Artenschutz

Allgemeines

Der Begriff Artenschutz bezeichnet einen Teilbereich des Naturschutzes, der sämtliche Massnahmen zur Bewahrung von Tier- und Pflanzenarten vor der Ausrottung durch den Menschen oder dem Aussterben aus anderen Gründen umfasst. Angestrebt werden namentlich der Schutz, die Erhaltung und die Pflege gefährdeter Arten, ihrer Entwicklungsformen sowie ihrer Lebensstätten (Habitate), -räume (Biotope) und -gemeinschaften (Biozönosen) als Teile des Naturhaushalts.

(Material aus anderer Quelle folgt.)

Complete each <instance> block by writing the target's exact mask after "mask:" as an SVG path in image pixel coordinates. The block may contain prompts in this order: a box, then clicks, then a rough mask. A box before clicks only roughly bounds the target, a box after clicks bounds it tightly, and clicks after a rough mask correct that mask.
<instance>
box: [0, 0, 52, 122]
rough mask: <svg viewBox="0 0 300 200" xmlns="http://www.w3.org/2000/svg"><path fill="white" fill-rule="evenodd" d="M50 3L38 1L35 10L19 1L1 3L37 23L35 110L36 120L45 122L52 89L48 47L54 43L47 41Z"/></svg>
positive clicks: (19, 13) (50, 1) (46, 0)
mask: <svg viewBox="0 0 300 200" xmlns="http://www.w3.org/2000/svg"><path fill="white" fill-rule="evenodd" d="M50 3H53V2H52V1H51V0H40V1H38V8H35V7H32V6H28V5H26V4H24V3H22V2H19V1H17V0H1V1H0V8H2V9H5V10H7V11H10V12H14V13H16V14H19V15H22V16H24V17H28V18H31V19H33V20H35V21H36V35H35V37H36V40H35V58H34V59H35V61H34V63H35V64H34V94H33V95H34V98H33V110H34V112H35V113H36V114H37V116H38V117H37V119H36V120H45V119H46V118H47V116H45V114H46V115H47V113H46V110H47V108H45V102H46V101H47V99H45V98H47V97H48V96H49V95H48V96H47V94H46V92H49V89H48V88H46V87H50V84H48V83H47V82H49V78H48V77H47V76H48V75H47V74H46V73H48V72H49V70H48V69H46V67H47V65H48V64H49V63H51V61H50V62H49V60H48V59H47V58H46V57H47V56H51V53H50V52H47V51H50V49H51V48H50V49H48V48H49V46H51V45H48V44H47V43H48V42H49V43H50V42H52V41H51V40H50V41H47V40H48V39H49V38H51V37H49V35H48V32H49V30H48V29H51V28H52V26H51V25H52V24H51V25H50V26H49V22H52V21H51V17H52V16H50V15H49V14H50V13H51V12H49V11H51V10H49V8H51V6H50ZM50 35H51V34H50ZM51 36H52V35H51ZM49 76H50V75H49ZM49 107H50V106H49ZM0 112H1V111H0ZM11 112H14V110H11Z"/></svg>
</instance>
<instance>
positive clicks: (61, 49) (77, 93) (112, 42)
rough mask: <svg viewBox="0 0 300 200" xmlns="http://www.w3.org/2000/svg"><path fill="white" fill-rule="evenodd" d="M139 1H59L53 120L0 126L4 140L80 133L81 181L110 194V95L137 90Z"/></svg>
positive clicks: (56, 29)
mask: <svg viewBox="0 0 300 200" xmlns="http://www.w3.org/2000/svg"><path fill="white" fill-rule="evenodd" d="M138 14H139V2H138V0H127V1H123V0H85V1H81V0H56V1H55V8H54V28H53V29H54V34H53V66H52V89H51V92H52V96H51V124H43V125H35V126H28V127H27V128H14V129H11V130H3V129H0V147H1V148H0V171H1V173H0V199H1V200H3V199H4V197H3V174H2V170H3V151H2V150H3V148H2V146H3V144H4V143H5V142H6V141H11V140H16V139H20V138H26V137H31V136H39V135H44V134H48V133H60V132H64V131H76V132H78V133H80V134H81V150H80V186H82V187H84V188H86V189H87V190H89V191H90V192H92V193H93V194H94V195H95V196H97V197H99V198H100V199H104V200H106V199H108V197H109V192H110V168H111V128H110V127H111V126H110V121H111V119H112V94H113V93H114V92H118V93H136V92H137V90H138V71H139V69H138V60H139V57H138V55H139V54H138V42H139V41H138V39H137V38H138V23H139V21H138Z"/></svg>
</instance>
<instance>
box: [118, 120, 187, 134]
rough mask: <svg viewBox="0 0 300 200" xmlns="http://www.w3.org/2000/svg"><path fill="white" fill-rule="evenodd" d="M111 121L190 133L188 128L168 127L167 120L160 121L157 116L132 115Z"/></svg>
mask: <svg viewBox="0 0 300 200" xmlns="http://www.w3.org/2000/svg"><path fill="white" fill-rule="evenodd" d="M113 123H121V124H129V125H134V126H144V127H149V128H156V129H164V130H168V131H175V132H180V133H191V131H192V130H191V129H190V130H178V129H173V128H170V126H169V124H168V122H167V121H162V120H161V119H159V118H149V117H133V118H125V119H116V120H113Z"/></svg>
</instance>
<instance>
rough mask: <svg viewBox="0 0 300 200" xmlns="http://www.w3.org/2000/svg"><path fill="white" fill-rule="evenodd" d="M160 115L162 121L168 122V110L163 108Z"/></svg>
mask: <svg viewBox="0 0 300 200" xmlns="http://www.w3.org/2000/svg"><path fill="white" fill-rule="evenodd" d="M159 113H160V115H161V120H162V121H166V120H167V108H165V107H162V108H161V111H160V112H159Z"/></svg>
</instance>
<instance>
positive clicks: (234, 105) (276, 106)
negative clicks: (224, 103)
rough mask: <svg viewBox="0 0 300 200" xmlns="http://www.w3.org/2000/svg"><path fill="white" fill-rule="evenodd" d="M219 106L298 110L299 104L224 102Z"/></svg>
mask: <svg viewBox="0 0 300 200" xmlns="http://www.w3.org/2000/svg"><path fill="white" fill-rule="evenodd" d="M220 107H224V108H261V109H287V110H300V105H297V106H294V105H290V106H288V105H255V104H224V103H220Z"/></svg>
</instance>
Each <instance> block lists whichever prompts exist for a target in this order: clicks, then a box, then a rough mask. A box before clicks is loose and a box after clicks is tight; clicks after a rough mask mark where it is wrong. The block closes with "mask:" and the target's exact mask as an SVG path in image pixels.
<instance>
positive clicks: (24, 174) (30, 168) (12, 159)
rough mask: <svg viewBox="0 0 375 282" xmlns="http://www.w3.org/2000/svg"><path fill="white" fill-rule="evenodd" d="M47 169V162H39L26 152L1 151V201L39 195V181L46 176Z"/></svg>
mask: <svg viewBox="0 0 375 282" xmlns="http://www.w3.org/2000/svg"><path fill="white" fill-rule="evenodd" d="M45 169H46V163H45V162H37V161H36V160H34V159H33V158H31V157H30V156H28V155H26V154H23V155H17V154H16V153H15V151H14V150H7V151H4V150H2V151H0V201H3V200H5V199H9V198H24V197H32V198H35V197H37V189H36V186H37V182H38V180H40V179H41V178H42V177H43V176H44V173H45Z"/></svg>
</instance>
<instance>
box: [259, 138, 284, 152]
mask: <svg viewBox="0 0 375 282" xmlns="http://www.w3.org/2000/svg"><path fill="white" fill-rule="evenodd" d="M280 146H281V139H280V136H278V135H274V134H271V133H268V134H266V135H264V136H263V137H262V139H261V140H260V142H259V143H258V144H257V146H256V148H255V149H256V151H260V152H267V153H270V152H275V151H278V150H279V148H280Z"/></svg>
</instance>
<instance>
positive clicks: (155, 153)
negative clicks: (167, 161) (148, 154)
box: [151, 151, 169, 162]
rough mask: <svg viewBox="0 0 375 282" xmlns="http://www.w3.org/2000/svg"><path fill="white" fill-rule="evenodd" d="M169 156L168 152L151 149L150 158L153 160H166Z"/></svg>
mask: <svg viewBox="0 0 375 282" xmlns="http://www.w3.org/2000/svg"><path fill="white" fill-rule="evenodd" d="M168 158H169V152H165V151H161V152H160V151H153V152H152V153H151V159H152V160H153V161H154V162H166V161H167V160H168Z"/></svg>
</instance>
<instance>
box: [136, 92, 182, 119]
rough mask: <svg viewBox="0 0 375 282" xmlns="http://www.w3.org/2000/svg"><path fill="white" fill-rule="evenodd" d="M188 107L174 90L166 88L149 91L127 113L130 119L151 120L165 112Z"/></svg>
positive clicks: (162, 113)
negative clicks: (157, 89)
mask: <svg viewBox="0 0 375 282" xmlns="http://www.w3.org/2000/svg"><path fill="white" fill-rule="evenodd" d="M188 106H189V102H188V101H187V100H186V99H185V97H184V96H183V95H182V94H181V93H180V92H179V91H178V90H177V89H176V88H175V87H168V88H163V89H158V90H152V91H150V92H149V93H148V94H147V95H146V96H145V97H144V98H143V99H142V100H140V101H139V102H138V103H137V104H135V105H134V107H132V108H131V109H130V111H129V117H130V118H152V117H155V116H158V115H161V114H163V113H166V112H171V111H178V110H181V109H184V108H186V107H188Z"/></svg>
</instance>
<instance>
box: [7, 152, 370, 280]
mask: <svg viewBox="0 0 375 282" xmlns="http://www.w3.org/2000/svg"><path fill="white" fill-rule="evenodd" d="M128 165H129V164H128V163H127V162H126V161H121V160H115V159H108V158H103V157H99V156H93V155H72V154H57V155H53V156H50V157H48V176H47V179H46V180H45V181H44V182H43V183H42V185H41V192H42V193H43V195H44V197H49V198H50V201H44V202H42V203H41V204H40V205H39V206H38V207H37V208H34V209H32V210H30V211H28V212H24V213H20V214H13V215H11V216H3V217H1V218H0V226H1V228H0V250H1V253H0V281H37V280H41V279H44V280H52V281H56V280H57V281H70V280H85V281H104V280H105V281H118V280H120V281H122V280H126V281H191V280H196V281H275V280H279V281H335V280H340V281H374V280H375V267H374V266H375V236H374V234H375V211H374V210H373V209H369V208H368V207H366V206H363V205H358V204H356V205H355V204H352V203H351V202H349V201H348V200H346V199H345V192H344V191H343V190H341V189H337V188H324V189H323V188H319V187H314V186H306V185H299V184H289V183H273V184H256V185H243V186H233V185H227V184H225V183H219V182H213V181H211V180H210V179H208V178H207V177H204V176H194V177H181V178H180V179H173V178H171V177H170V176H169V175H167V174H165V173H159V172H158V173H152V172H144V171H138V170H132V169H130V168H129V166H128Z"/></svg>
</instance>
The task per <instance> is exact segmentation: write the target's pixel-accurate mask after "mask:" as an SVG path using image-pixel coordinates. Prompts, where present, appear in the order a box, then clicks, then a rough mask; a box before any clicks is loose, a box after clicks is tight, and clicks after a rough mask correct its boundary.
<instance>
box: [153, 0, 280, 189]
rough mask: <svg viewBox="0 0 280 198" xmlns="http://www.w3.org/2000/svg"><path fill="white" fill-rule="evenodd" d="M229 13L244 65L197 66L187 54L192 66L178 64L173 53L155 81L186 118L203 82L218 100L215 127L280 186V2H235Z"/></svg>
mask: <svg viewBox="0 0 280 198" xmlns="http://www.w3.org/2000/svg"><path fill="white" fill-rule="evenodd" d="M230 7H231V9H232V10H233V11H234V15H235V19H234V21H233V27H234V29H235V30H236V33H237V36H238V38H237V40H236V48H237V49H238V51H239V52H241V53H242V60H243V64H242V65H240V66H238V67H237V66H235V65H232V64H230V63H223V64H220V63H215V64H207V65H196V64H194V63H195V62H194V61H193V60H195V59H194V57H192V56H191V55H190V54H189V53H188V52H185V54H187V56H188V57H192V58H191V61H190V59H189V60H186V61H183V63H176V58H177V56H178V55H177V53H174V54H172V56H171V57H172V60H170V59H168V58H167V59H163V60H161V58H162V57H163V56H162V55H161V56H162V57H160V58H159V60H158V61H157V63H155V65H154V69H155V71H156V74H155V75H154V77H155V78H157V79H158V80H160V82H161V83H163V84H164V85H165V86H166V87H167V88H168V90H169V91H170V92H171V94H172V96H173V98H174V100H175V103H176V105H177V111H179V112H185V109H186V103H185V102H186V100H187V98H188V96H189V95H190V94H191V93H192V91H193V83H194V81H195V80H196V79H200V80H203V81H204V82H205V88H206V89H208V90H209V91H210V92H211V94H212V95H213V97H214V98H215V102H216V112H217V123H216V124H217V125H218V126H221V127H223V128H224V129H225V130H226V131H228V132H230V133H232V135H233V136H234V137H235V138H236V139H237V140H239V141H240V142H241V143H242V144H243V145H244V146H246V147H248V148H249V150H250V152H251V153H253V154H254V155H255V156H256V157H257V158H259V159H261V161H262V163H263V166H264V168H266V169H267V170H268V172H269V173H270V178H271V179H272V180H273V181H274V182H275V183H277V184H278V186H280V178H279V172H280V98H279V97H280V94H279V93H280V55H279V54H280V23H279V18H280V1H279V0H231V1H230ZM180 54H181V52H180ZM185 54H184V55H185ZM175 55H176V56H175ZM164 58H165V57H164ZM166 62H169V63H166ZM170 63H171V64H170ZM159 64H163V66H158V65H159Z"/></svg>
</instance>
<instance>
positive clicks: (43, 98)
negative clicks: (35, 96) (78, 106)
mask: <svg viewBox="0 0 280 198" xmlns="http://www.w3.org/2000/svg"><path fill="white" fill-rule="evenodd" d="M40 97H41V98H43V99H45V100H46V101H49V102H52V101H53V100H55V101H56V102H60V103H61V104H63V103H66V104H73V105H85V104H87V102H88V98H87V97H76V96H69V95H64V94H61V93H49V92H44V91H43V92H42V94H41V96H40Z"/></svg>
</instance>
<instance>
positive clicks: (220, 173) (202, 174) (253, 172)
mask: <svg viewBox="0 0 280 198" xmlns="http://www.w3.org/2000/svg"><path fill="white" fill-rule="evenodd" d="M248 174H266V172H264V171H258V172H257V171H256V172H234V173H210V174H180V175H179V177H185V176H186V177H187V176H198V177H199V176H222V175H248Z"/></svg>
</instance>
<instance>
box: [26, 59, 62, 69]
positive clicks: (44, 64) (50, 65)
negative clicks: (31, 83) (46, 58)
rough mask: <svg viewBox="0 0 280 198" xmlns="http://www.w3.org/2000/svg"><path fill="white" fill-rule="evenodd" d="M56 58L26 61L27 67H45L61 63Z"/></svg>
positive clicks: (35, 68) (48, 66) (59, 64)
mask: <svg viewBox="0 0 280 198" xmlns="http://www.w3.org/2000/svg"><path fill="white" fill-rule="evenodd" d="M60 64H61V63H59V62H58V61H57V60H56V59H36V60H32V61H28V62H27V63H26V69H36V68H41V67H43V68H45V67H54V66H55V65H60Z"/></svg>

Im Gegensatz zum Tierschutz hat der Artenschutz somit nicht die Bewahrung des Individuums und folglich des Einzeltieres vor schädigenden Einflüssen zum Ziel, sondern die langfristige Sicherung des Bestands von Tier- und Pflanzenspezies in ihrer naturgegebenen Vielfalt.

Rechtliche Erfassung

Aufgrund der fliessenden Grenzen zwischen Tier- und Artenschutz ist eine klare Trennung der beiden Bereiche in vielen Fällen schwierig. Aus rechtlicher Sicht werden sie jedoch streng voneinander getrennt und in separaten Gesetzen geregelt. Tier- und Artenschutz können sich in konkreten Situationen auch widersprechen. Dies wird etwa im Zusammenhang mit tierethischen Fragen rund um zoologische Einrichtungen sichtbar (siehe TIR-Argumentarium "Zoo").

Ein eigentliches "eidgenössisches Artenschutzgesetz" besteht nicht. Die einschlägigen Bestimmungen sind vielmehr in verschiedenen Erlassen enthalten, hauptsächlich im Natur- und Heimatschutzgesetz (NHG) und in dessen Ausführungsverordnung (NHV).

Eine Liste der geschützten Tierarten findet sich in Art. 20 Abs. 2 i.V.m. Anhang 3 NHV, wobei die Kantone ermächtigt sind, auf ihrem Gebiet noch weitere Tiere unter Schutz zu stellen (Art. 20 Abs. 2 NHG).

Dem Artenschutz dienen auch verschiedene Bestimmungen des Bundesgesetzes über die Jagd und den Schutz wild lebender Säugetiere und Vögel (JSG), des Fischereigesetzes (BGF) sowie der zugehörigen Vollzugsverordnungen JSV und VBGF. Am 1. Oktober 2013 ist zudem das Bundesgesetz über den Verkehr mit Tieren und Pflanzen geschützter Arten vom 16. März 2012 (BGCITES) in Kraft getreten, das Widerhandlungen gegen das auf rund 5600 Tierarten anwendbare Washingtoner Artenschutzübereinkommen CITES unter Strafe stellt.